La razón principal es que los consumidores entienden el contexto inflacionario y, sobre todo, evalúan el incremento de precios a partir del valor recibido. Cuando el precio subre, pero el sabor, la calidad y la experiencia mejoran, el ajuste no se interpreta como un abuso, sino como una consecuencia lógica de una propuesta bien ejecutada. En estos casos, el precio deja de ser un freno y se convierte en parte de la expectativa.
El 80.9% de los consumidores afirma que algunos de los principales motivos por los que toleraría un aumento de precios son la calidad en la comida, el proceso de preparación de los alimentos y las porciones más grandes. Esto indica que el consumidor no rechaza el incremento en sí, sino la falta de coherencia entre lo que paga y lo que recibe.

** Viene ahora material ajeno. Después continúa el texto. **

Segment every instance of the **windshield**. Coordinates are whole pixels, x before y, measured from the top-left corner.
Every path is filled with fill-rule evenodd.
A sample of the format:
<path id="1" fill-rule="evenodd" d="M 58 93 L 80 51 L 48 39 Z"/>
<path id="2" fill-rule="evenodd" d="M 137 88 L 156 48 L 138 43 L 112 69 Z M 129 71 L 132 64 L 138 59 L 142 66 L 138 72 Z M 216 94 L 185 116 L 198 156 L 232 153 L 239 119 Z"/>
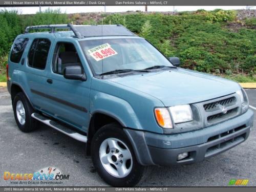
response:
<path id="1" fill-rule="evenodd" d="M 96 75 L 115 70 L 141 70 L 155 66 L 173 66 L 144 39 L 84 40 L 80 44 Z"/>

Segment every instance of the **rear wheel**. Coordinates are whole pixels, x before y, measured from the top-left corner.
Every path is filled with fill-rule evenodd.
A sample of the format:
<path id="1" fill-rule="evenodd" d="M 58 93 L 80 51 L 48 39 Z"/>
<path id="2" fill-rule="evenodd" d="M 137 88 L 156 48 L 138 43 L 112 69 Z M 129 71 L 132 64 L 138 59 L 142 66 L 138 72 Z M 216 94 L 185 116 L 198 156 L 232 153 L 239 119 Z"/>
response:
<path id="1" fill-rule="evenodd" d="M 101 128 L 92 141 L 94 167 L 107 183 L 132 186 L 143 177 L 146 167 L 139 164 L 122 127 L 110 124 Z"/>
<path id="2" fill-rule="evenodd" d="M 34 109 L 23 93 L 15 95 L 12 107 L 16 123 L 20 131 L 29 132 L 37 128 L 38 122 L 31 117 Z"/>

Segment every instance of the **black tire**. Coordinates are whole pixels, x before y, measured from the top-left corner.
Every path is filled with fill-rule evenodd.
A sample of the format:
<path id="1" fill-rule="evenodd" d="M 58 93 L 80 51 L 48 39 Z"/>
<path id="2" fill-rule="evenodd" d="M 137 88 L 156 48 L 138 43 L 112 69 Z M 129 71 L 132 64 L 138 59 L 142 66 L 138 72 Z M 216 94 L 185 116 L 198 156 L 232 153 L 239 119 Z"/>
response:
<path id="1" fill-rule="evenodd" d="M 25 122 L 24 124 L 20 123 L 17 116 L 16 105 L 19 101 L 22 102 L 25 109 Z M 23 132 L 30 132 L 38 127 L 38 121 L 31 117 L 31 114 L 34 112 L 34 110 L 23 93 L 18 93 L 15 96 L 12 103 L 12 108 L 16 123 L 21 131 Z"/>
<path id="2" fill-rule="evenodd" d="M 91 144 L 92 158 L 94 167 L 100 177 L 108 184 L 116 187 L 133 186 L 139 183 L 145 176 L 147 167 L 138 163 L 132 145 L 122 127 L 116 124 L 109 124 L 99 129 L 94 136 Z M 106 139 L 114 138 L 123 142 L 129 148 L 132 157 L 132 167 L 124 177 L 116 177 L 110 174 L 102 165 L 99 150 L 101 143 Z"/>

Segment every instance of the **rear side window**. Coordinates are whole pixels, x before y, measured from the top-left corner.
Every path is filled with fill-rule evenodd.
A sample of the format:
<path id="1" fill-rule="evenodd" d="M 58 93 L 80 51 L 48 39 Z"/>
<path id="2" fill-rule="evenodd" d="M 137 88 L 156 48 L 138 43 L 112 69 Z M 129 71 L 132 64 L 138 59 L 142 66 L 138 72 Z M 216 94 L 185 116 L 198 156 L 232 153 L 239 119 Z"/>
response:
<path id="1" fill-rule="evenodd" d="M 28 54 L 28 65 L 39 69 L 45 69 L 51 46 L 50 40 L 46 38 L 35 39 Z"/>
<path id="2" fill-rule="evenodd" d="M 11 52 L 11 61 L 18 63 L 29 41 L 28 38 L 19 38 L 16 39 Z"/>

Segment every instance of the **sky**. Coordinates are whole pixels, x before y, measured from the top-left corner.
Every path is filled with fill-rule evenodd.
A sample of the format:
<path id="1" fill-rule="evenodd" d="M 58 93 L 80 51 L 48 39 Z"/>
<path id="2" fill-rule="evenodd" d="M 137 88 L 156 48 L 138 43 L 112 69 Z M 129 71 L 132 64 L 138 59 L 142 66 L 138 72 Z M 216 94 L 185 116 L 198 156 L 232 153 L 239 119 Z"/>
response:
<path id="1" fill-rule="evenodd" d="M 60 9 L 61 12 L 67 13 L 86 13 L 92 12 L 118 12 L 127 11 L 140 10 L 144 11 L 144 6 L 60 6 L 60 7 L 41 7 L 44 11 L 50 8 L 52 9 Z M 206 10 L 213 10 L 216 9 L 224 10 L 246 9 L 246 6 L 148 6 L 148 11 L 196 11 L 203 9 Z M 4 9 L 4 8 L 2 8 Z M 39 11 L 38 7 L 19 7 L 15 8 L 5 8 L 10 10 L 17 10 L 20 14 L 34 14 Z M 256 9 L 256 6 L 250 7 L 251 9 Z"/>

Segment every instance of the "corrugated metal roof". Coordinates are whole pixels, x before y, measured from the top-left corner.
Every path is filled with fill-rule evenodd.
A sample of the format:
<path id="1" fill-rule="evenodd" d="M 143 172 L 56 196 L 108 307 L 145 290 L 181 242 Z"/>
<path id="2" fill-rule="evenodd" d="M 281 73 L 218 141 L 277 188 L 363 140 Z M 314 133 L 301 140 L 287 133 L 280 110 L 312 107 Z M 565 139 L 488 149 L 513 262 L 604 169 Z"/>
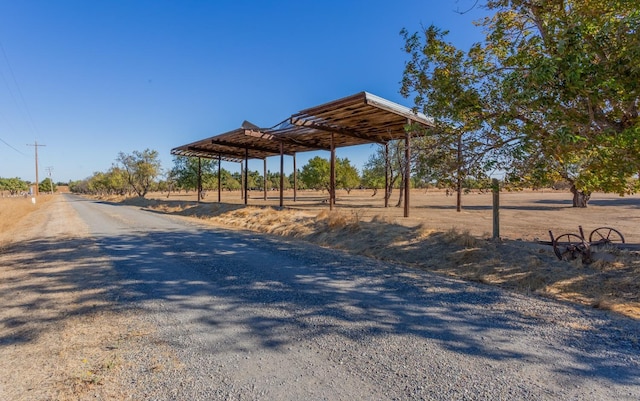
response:
<path id="1" fill-rule="evenodd" d="M 239 161 L 245 156 L 264 159 L 280 154 L 367 143 L 385 143 L 404 138 L 406 126 L 434 126 L 433 119 L 410 108 L 360 92 L 302 110 L 271 128 L 248 121 L 241 128 L 171 150 L 171 154 Z"/>

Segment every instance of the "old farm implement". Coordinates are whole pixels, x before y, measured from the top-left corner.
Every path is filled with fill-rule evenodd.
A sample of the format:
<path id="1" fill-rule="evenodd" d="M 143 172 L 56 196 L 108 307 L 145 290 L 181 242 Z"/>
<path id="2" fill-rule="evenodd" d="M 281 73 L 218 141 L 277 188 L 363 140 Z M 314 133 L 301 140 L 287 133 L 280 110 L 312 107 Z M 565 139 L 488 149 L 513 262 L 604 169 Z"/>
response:
<path id="1" fill-rule="evenodd" d="M 596 228 L 591 231 L 589 238 L 585 236 L 582 226 L 579 226 L 578 228 L 579 234 L 562 234 L 557 237 L 554 237 L 551 230 L 549 230 L 551 242 L 541 241 L 541 243 L 551 245 L 553 247 L 553 252 L 560 260 L 582 258 L 582 261 L 585 263 L 590 263 L 592 261 L 592 247 L 600 245 L 612 245 L 618 247 L 619 244 L 624 244 L 624 236 L 615 228 Z"/>

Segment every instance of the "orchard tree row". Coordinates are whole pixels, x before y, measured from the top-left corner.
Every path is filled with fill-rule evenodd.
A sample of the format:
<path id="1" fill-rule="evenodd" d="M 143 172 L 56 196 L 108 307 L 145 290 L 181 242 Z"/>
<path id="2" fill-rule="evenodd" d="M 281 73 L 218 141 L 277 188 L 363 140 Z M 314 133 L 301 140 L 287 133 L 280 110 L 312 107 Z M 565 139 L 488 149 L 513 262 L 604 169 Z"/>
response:
<path id="1" fill-rule="evenodd" d="M 362 174 L 351 165 L 348 158 L 336 159 L 336 188 L 350 192 L 354 188 L 372 189 L 375 195 L 378 189 L 384 188 L 385 166 L 389 168 L 388 193 L 395 188 L 402 188 L 402 143 L 393 143 L 390 146 L 389 161 L 385 159 L 384 148 L 380 148 L 372 155 L 364 167 Z M 397 157 L 396 157 L 397 156 Z M 111 168 L 104 172 L 95 172 L 84 180 L 73 181 L 69 189 L 75 193 L 94 195 L 121 195 L 144 197 L 151 191 L 171 192 L 197 191 L 198 174 L 203 191 L 218 189 L 217 160 L 196 157 L 175 156 L 173 166 L 163 170 L 158 152 L 146 149 L 134 151 L 131 154 L 120 153 Z M 291 189 L 294 185 L 293 173 L 284 177 L 284 189 Z M 308 161 L 297 172 L 297 189 L 312 189 L 329 191 L 330 162 L 316 156 Z M 264 175 L 258 171 L 249 170 L 246 177 L 249 190 L 280 189 L 280 174 L 267 171 Z M 240 172 L 230 172 L 220 169 L 220 188 L 226 191 L 242 189 L 244 175 Z M 439 185 L 449 187 L 449 179 L 434 179 L 433 176 L 415 174 L 412 177 L 412 186 L 427 187 Z M 467 188 L 487 188 L 488 181 L 465 180 Z M 400 198 L 398 204 L 402 199 Z"/>
<path id="2" fill-rule="evenodd" d="M 0 177 L 0 196 L 18 196 L 26 195 L 29 193 L 33 184 L 29 181 L 24 181 L 20 178 L 2 178 Z M 45 178 L 38 184 L 38 191 L 41 193 L 56 192 L 58 184 L 51 181 L 49 178 Z"/>

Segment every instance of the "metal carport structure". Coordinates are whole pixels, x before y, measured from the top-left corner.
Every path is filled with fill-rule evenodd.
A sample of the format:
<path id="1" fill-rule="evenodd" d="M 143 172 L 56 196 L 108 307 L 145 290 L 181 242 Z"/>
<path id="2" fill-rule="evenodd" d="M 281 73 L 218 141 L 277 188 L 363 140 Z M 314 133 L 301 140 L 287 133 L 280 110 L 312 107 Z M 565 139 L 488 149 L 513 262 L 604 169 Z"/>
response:
<path id="1" fill-rule="evenodd" d="M 419 126 L 412 131 L 408 127 Z M 228 161 L 245 161 L 249 158 L 265 160 L 280 155 L 280 206 L 283 206 L 284 155 L 297 152 L 327 150 L 331 152 L 331 183 L 329 207 L 335 204 L 335 149 L 367 143 L 386 145 L 392 140 L 405 140 L 405 162 L 409 165 L 414 134 L 434 127 L 433 120 L 408 107 L 391 102 L 368 92 L 357 94 L 311 107 L 292 114 L 271 128 L 259 128 L 245 121 L 236 130 L 206 138 L 171 150 L 179 156 L 205 157 Z M 405 169 L 404 215 L 409 216 L 410 169 Z M 220 169 L 218 169 L 220 171 Z M 266 171 L 266 167 L 265 167 Z M 244 183 L 245 204 L 246 176 Z M 295 185 L 294 185 L 295 189 Z M 385 188 L 385 203 L 387 200 Z M 220 186 L 218 186 L 220 191 Z M 218 199 L 220 195 L 218 194 Z M 386 204 L 385 204 L 386 206 Z"/>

Más que generar rechazo, subir precios eleva las expectativas en el mercado neolonés. Esto explica por qué algunos restaurantes logran realizar incrementos sin perder relevancia, mientras otros enfrentan pérdidas. No es el precio lo que rompe la relación con el cliente, sino la sensación de que el restaurante no está a la altura de lo que ahora cobra.
Para el operador restaurantero, aumentar precios implica un compromiso con estándares más altos. En el mercado neolonés, el verdadero riesgo no está en cobrar más, sino en no cumplir con lo que ese nuevo precio promete.